Schwäbische Zeitung (Leutkirch / Isny / Bad Wurzach)
Tabubruch unter Milchbauern
Wenn es um die Industrialisierung in der Landwirtschaft geht, kennen die Befürchtungen der nicht-bäuerlichen Gesellschaft meist keine Grenzen. Doch im Fall der vier Ostracher Bauern, die zusammen einen Kuhstall mit 1000 Rindviehchern planen, haben die benachbarten Landwirte protestiert. Sie fürchten allerdings nicht um das Tierwohl in überdimensionierten Ställen oder die Nitratbelastung der Böden durch Abertonnen von ausgebrachter Gülle.
Nein. Sie fürchten die Konkurrenz. Was die vier aus Ostrach vorhaben ist für die umliegenden Kleinbauern eine Art Tabubruch. In ihren Augen machen die Megastall-Bauern künftig die Preise kaputt: einerseits den Milchpreis, weil sie wesentlich billiger produzieren können als ihre Nachbarn; andererseits den Pachtpreis für landwirtschaftliche Fläche, denn sie brauchen viel Land, um Futter anzubauen.
Der Schritt zu einem Stall mit 1000 Milchkühen ist für süddeutsche Verhältnisse gewaltig. Im Durchschnitt werden im Norden und Osten Deutschlands bis zu fünfmal mehr Kühe pro Betrieb gehalten als in Bayern und Baden-Württemberg. Gegen die Billigmilch-Konkurrenz von dort hatte man sich im Süden bislang mit Qualitätsmerkmalen über Wasser halten können. Bezeichnungen wie „Bergbauernmilch“konnten einen etwas höheren Preis rechtfertigen. Doch wenn die Bergbauernmilch künftig auch von Massenbetrieben mit viel niedrigeren Produktionskosten billig zu bekommen ist, wird es für die kleinen landwirtschaftlichen Betriebe noch schwieriger, ihre teurere Milch zu verkaufen.
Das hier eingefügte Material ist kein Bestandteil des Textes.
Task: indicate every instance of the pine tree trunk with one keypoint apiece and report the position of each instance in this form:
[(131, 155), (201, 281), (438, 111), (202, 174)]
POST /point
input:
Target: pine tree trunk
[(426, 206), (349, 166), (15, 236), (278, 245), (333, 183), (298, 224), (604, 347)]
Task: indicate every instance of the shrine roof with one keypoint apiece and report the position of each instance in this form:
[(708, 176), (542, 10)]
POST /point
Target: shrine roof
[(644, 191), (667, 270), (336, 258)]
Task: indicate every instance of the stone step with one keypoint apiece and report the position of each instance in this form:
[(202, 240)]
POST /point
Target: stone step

Erschwerend kommt hinzu: Ab 1. April fällt die Milchquote in der Europäischen Union. Viele befürchten dann einen Milchpreisverfall. Wenn jeder Betrieb bis zur obersten Leistungsgrenze Milch produzieren darf, wird es ein Überangebot geben. Dann überlebt nur noch, wer am effizientesten produziert. Wer den kleinbäuerlichen Charakter der süddeutschen Landschaft jedoch auch in Zukunft bewahren will, sollte dies künftig mit seiner Entscheidung am Kühlregal im Supermarkt zeigen.